Cani legati alla catena: è un contenimento considerato maltrattamento, e quindi un reato, in ogni paese del mondo? Green Impact, che si occupa di buone prassi in ambito ecologico ed economico, insieme a Save the dogs, associazione italiana dedita a contrastare il randagismo e a promuovere la salvaguardia degli animali, hanno presentato recentemente il primo rapporto rivolto a questa tematica, prendendo in considerazione Italia, Europa e Stati Uniti. “Verso il divieto di tenere i cani legati alla catena”, questo il titolo del report, mostra come la strada da percorrere sia ancora lunga affinché i cani non debbano più subire questa pratica, ritenuta in molti casi una vera e propria detenzione. Green Impact evidenzia le differenze oggettive che esistono tra cani trattati bene pur se legati e cani in evidente stato di maltrattamento, mettendo in chiaro però che si tratta in ogni caso di una condizione che non favorisce il benessere psicofisico degli animali. È ciò che affermano i professionisti che hanno collaborato alla stesura del documento, esperti nel campo dell’etologia, della medicina veterinaria e del diritto.

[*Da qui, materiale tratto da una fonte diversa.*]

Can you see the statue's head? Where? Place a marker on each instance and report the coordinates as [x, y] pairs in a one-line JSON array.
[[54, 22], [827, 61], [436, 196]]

Il rapporto indica paesi e regioni privi di divieti espliciti oppure dotati di leggi vaghe o troppo generiche, insieme ai luoghi dove invece vigono regolamentazioni precise e corrette. In Italia diciassette regioni hanno introdotto una legge in materia di cani a catena – nel 2013 l’Emilia Romagna è stata la prima ad avvalersi di un regolamento in questo senso, seguita a ruota un anno dopo dal Veneto – mentre Liguria, Basilicata e Sicilia sono ancora sprovviste di decreti specifici. Esiste però una disparità normativa, rappresentata dalle diverse norme adottate nelle regioni italiane, la quale fa sì che per esempio nella provincia autonoma di Trento e in Sardegna, pur essendo proibita o disciplinata la contenzione a catena, non esistano sanzioni. Save the dogs sottolinea il fatto che purtroppo esistono troppe deroghe e zone d’ombra all’interno delle diverse norme regionali, con il risultato di non proteggere adeguatamente i diritti dei cani alla libertà dalla catena: da qui l’auspicio di una legge nazionale che regoli la materia in tutto il paese in modo chiaro e coerente o che perlomeno si attui una sistemazione generale delle leggi regionali vigenti, anche in armonia con la coscienza dei cittadini, sempre più sensibile verso questa tematica.
Esempi di comportamento virtuoso non mancano: in l’Austria, ad esempio, esistono multe elevate per chi trasgredisce, mentre in Svezia sono previste anche sanzioni penali. Fornendo questi e molti altri dati preziosi, il rapporto di Green Impact si offre come uno strumento utile in ambito legislativo e comunitario per conoscere la situazione dei cani a catena in Italia e all’estero, con la speranza di poter contribuire a creare una serie di normative positive e attente al rispetto dei diritti degli animali: “dopo la pubblicazione di questo rapporto non ci sono più scuse: è venuto momento di agire per chi amministra i nostri territori”.